Combining old and new concepts in targeting telomerase for cancer therapy: transient, immediate, complete and combinatory attack (TICCA).

作者信息

Ali Jaber Haj, Walter Michael

机构信息

Institute of Laboratory Medicine, Clinical Chemistry and Pathobiochemistry, Charité Universitätsmedizin Berlin, Augustenburger Platz 1, 13353, Berlin, Germany.

Institute of Clinical Chemistry and Laboratory Medicine, Universitätsmedizin Rostock, Ernst-Heydemann-Straße 6, 18057, Rostock, Germany.

出版信息

Cancer Cell Int. 2023 Sep 7;23(1):197. doi: 10.1186/s12935-023-03041-2.

DOI:10.1186/s12935-023-03041-2
PMID:37679807
原文链接:https://pmc.ncbi.nlm.nih.gov/articles/PMC10483736/
Abstract

Telomerase can overcome replicative senescence by elongation of telomeres but is also a specific element in most cancer cells. It is expressed more vastly than any other tumor marker. Telomerase as a tumor target inducing replicative immortality can be overcome by only one other mechanism: alternative lengthening of telomeres (ALT). This limits the probability to develop resistance to treatments.

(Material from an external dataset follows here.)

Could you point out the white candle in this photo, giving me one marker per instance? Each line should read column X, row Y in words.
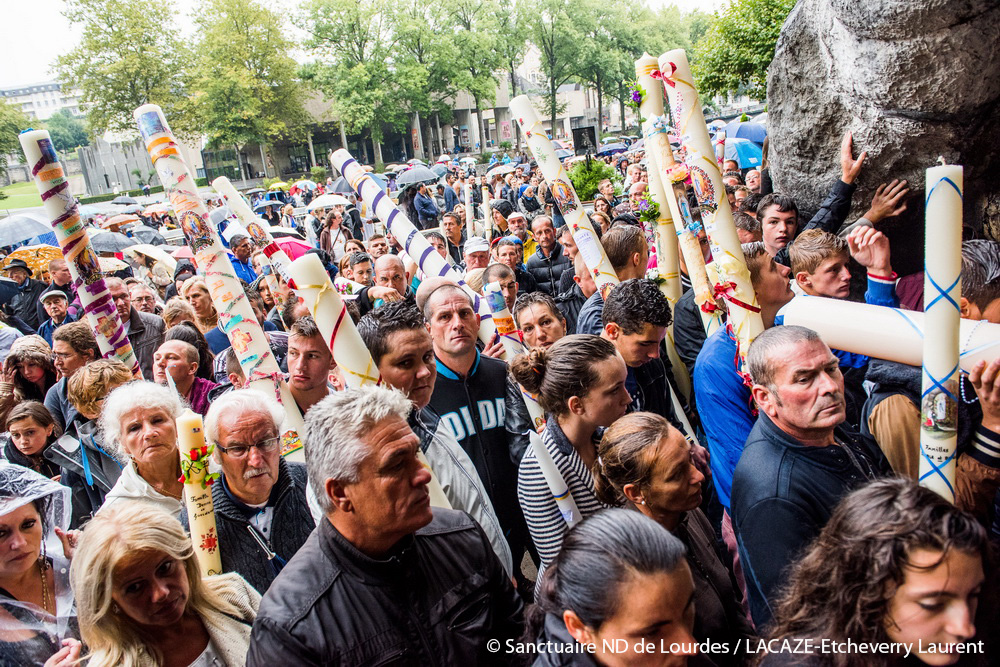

Moreover, telomerase inhibition offers some degree of specificity with a low risk of toxicity in normal cells. Nevertheless, only one telomerase antagonist reached late preclinical studies. The underlying causes, the pitfalls of telomerase-based therapies, and future chances based on recent technical advancements are summarized in this review. Based on new findings and approaches, we propose a concept how long-term survival in telomerase-based cancer therapies can be significantly improved: the TICCA (Transient Immediate Complete and Combinatory Attack) strategy.

摘要

端粒酶可通过延长端粒来克服复制性衰老,但它也是大多数癌细胞中的一个特定元素。它的表达比任何其他肿瘤标志物都更为广泛。作为一种诱导复制永生的肿瘤靶点,端粒酶只能通过另一种机制来克服:端粒的替代延长(ALT)。这限制了产生治疗抗性的可能性。此外,端粒酶抑制具有一定程度的特异性,对正常细胞的毒性风险较低。然而,只有一种端粒酶拮抗剂进入了临床前后期研究。本综述总结了其潜在原因、基于端粒酶疗法的缺陷以及基于近期技术进步的未来机遇。基于新的发现和方法,我们提出了一个概念,即如何显著提高基于端粒酶的癌症治疗中的长期生存率:TICCA(瞬时即刻完全联合攻击)策略。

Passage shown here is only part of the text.